The downside, however, is that all this new information can often prevent or preempt the sustained, linear thinking necessary for deep thought and analysis. It’s not so much a question of whether the internet is making us dumber, as much as it is spreading out intelligence across a wider plain, fragmenting our attention over many things instead of allowing ourselves to hone in on a specific task or idea. This is a real problem, not simply the paranoia of luddites. Any tech-head who tells you their attention span hasn’t changed over the years is either a liar or a superhuman.

But not all this mental change is happening for the worse. What if our thinking was changing to meet the challenges of the contemporary world?

Networked Brains for a Networked World

So, are our brains ruined? Not quite.

One of the things that has been missing from the conversation is this: it might be a good thing if the web changes how we think.

See, the linear book thinking we’ve relied on for so long has served us well. When you’re trying to solve a problem like the electrical grid or a social issue like getting women the vote, setting out clear and logical arguments in books is a good way to go.

But that kind of thinking may not be serving us as well now. As an example, let’s take the recent financial crisis. How many people can give you a neat little explanation of what went wrong? Or a simple infographic? Sure, people have tried, but it’s all just a little too complicated to make much sense in a clear, linear way. There were so many variables and so much data constantly ricocheting around, no-one – not even the best and brightest – could make clear sense of it.

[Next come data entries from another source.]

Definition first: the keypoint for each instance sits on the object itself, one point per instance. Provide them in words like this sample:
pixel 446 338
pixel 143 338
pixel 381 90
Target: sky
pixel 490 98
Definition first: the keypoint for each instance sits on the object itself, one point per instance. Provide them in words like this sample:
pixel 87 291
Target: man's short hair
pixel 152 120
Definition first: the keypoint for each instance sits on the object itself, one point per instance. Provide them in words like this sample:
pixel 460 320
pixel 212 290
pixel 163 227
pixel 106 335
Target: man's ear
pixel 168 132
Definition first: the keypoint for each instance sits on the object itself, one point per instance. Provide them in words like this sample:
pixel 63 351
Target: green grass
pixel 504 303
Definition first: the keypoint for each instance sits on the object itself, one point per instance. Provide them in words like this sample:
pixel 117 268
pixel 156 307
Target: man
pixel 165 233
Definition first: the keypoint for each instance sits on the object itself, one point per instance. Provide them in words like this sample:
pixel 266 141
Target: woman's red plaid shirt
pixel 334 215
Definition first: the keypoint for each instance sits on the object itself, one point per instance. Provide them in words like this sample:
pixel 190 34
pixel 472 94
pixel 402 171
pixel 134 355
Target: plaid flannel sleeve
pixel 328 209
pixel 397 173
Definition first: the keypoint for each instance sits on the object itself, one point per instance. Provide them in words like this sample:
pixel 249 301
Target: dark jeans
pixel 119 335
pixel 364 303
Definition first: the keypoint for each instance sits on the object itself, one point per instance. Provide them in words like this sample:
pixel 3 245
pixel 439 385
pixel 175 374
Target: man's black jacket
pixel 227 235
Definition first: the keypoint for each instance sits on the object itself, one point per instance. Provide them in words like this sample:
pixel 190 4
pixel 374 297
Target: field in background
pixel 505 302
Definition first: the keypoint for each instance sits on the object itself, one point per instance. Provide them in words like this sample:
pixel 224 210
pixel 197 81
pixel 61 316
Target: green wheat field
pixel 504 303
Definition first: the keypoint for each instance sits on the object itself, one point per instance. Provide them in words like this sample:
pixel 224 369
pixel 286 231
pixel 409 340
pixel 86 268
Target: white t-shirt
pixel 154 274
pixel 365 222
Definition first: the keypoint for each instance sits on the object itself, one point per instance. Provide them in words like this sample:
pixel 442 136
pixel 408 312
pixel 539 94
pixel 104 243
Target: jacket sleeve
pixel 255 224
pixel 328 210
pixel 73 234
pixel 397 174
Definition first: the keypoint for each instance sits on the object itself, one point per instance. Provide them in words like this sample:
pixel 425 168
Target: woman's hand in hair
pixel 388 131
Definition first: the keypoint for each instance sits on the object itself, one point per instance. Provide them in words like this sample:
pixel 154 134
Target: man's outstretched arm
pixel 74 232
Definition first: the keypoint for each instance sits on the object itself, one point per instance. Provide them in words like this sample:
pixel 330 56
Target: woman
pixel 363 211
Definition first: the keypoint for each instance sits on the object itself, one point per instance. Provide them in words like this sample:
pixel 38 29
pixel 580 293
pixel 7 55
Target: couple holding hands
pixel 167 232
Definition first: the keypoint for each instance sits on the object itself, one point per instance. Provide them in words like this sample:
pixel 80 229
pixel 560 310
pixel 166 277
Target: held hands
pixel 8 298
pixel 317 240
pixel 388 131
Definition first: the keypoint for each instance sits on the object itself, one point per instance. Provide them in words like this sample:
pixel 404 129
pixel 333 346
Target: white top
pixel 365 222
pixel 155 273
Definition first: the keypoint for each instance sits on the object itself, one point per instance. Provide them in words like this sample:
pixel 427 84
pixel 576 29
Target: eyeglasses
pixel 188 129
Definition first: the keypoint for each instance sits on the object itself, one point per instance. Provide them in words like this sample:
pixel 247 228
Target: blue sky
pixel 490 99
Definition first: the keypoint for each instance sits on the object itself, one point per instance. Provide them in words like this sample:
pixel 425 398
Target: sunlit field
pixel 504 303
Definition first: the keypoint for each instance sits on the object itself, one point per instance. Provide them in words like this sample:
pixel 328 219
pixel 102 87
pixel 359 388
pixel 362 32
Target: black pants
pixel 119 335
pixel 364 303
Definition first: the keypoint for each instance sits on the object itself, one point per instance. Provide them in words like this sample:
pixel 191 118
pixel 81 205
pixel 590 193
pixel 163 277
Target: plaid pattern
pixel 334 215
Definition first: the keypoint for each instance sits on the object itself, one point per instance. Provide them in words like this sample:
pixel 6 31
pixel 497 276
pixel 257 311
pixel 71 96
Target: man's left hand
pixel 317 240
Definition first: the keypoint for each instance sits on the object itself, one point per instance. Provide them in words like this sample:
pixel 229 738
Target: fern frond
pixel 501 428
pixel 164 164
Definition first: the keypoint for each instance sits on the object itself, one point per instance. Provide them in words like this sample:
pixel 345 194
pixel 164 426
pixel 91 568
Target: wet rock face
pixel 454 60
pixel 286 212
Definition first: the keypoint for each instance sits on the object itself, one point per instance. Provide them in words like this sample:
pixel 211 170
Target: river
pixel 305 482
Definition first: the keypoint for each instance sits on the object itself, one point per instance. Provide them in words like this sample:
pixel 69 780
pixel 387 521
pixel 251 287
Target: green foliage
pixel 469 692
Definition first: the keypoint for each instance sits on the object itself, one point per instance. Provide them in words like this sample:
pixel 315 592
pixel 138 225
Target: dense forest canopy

This is the problem we face now – we live in a world that is so complex and overlapping, the long-form thinking of the book can sometimes be too slow and too linear to make sense of things. Something like the financial crisis is a sign that we need new ways of thinking to deal with the world that responds to the fact that so much of our world – the economy, our governments, our environment – are actually incredibly complex systems that are interconnected with other really complicated systems.

As the book and book thinking are similar – long-form, linear etc. – the web and web thinking work the same way. Web thinking is, well, more web-like – it’s more about making multiple connections between ideas in a pattern that may or may not be in order. It’s about constantly evolving information. It’s about designing new ways of approaching problems that aren’t about a a simple beginning and end, but unexpected connections in unexpected ways.

Put more simply, if book thinking works like a book, network thinking works like a network: multiple, layered, non-linear and dynamic.

Sure, it’s vague – but we’re just muddling our way through some of the biggest changes to human thought in centuries. It will take time. And it’s important. But…

Don’t Throw Away Those Books Yet!

Yet, before we get too reliant on web thinking, it’s worth pointing out that the kind of work that puts things into context – like, say, this blog post – leans more towards the book thinking side of things.

So, to be clear: we need both types of thinking. The non-linear, networked kind, and the logical, long-form book kind. Because tomorrow’s problems will require both.

Debates over whether the web is making us dumber or smarter are vital. But we also need to think about how our definitions of intelligence change as the world grows more complex, non-linear and overlapped.

So maybe the real question is this: in 100 years from now, what will the definition of smart be?